Last month, the Joint National Committee on Prevention, Detection, Evaluation and Treatment of High Blood Pressure, released new guidelines on treatment. The biggest change is that diuretics ("water pills," "fluid pills") should be used in all high blood pressure patients unless there is a compelling reason to use a different drug.

Diuretics alone may control blood pressure adequately in many patients. Often, however, two (only occasionally three) medications may be required. After diuretics, beta-blockers are the second most common family of drugs prescribed. Other second-line drugs are angiotensin converting enzyme (ACE) inhibitors, angiotensin receptor blockers, and calcium channel blockers.

A high percentage of patients who require multiple drugs to achieve blood pressure goals can now be treated with generic drugs. Diuretics have long been available in generic form as have beta-blockers. Several ACE inhibitors that were available only as branded products in the 1990s are now also available in generic form.

Another important change in the guidelines is the recognition of a "prehypertensive" state. Patients with blood pressure between 120-139 over 80-89 are considered prehypertensive. Such patients should aggressively pursue health-promoting lifestyle modifications to prevent coronary artery disease, especially if they have other risk factors such as obesity, sedentary life-style, diabetes, elevated cholesterol or triglycerides, or nicotine habituation.

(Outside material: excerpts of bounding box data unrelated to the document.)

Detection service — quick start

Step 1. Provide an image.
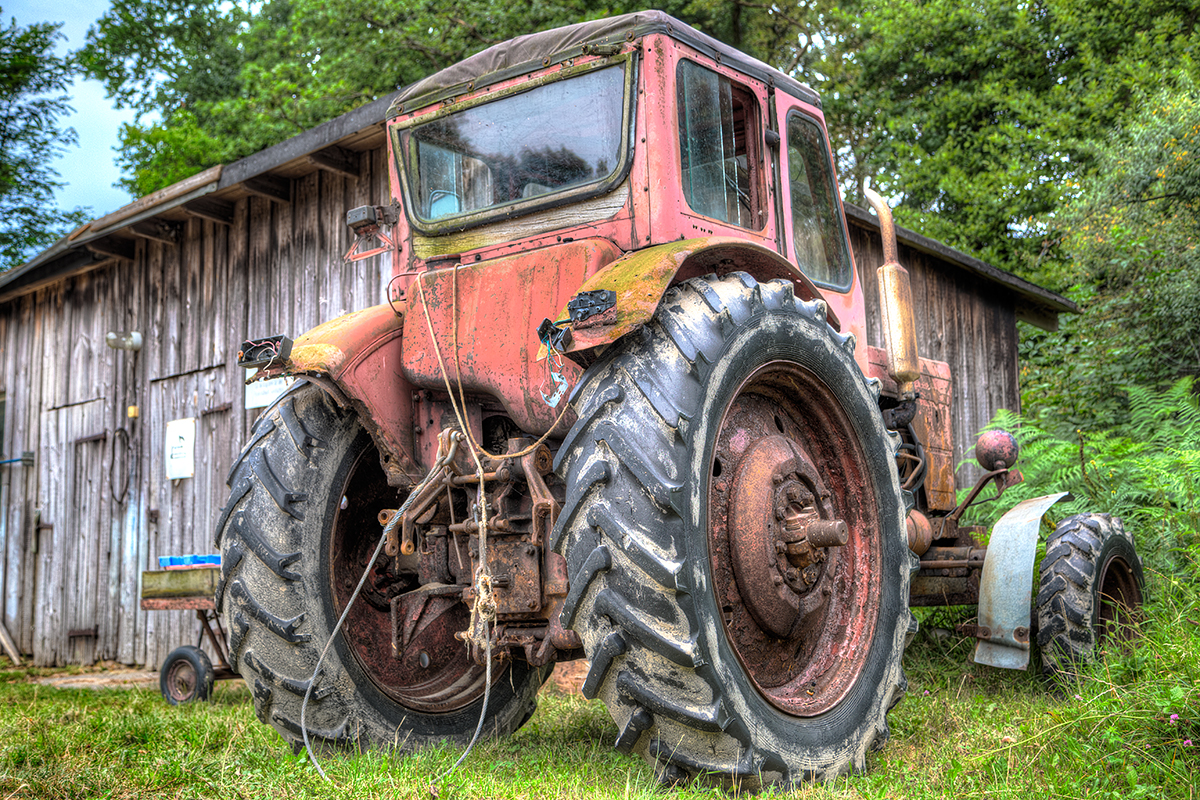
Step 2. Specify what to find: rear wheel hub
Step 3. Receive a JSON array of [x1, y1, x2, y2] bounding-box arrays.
[[708, 361, 882, 716]]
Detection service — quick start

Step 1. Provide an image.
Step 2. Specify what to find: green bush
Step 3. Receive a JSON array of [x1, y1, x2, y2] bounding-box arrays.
[[968, 378, 1200, 575]]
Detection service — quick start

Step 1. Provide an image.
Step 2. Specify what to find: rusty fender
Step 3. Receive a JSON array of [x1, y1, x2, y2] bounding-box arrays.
[[251, 303, 424, 486], [549, 236, 841, 359]]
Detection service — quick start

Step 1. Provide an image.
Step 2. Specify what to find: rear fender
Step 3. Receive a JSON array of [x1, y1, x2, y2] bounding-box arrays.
[[253, 303, 422, 486], [549, 236, 841, 363]]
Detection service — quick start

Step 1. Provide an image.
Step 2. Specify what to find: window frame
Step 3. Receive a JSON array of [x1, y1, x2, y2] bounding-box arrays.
[[388, 52, 638, 236], [674, 56, 770, 234], [780, 108, 854, 294]]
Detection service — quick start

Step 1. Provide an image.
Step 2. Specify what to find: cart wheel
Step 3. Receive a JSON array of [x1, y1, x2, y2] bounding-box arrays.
[[158, 644, 215, 705]]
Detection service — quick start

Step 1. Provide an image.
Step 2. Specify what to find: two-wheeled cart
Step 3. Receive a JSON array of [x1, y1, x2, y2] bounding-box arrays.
[[142, 557, 240, 705]]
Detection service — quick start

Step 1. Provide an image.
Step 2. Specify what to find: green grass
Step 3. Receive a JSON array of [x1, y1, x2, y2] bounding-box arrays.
[[0, 566, 1200, 800]]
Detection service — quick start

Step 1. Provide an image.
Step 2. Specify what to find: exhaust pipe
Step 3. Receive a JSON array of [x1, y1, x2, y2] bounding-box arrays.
[[863, 186, 920, 399]]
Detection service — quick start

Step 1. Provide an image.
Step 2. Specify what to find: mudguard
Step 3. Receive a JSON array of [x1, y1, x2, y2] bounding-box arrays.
[[549, 236, 841, 360], [974, 492, 1067, 669], [252, 303, 424, 486]]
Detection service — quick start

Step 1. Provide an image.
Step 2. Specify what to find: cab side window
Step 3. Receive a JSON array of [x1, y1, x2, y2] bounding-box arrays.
[[677, 61, 766, 230], [787, 113, 850, 289]]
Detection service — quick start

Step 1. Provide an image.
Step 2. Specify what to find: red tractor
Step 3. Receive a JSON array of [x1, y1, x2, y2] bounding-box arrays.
[[217, 12, 1141, 784]]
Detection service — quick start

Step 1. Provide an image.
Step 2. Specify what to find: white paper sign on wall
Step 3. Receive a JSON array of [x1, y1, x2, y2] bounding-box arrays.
[[166, 416, 196, 481], [246, 368, 296, 411]]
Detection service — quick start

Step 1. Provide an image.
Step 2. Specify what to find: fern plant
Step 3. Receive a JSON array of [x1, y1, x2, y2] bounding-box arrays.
[[960, 378, 1200, 572]]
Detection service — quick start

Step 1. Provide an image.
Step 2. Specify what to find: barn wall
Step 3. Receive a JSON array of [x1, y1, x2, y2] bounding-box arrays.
[[0, 150, 391, 667], [850, 215, 1021, 486]]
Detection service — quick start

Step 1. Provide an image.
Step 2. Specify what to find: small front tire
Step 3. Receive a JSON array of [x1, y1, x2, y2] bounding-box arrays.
[[1037, 513, 1144, 678], [158, 644, 216, 705]]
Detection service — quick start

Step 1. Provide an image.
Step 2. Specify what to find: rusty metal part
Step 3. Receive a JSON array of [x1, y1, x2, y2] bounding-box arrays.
[[974, 492, 1067, 669], [251, 303, 425, 486], [708, 361, 884, 717], [328, 447, 485, 711], [865, 347, 959, 511], [549, 236, 841, 359], [938, 468, 1009, 527], [905, 509, 934, 555], [728, 431, 847, 637], [389, 584, 485, 712], [920, 547, 988, 571], [397, 239, 620, 435], [388, 428, 461, 558], [976, 428, 1021, 469], [863, 186, 920, 398], [518, 439, 559, 547], [487, 536, 541, 616]]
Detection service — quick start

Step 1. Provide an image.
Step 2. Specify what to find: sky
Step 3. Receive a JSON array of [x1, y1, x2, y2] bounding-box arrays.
[[0, 0, 136, 218]]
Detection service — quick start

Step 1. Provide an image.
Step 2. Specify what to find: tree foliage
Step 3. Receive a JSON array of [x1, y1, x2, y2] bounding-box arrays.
[[0, 12, 84, 269], [1021, 71, 1200, 429], [812, 0, 1200, 282]]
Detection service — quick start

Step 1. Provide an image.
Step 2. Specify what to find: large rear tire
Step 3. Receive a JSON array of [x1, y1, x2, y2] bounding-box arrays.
[[217, 385, 541, 750], [554, 273, 916, 788]]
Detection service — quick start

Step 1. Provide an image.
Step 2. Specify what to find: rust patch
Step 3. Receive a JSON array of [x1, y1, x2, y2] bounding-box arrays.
[[708, 362, 883, 717]]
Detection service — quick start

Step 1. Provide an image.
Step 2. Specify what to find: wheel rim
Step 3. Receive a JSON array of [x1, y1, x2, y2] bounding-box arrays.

Prehypertensive patients should quit smoking, strive to achieve and maintain ideal body weight, walk two miles in thirty minutes three times weekly, and follow a prudent diet. The same measures are strongly recommended for those who are already hypertensive, even if they are already taking medication. Lifestyle modification will often decrease, and sometimes eliminate, the number and dosage of medications required.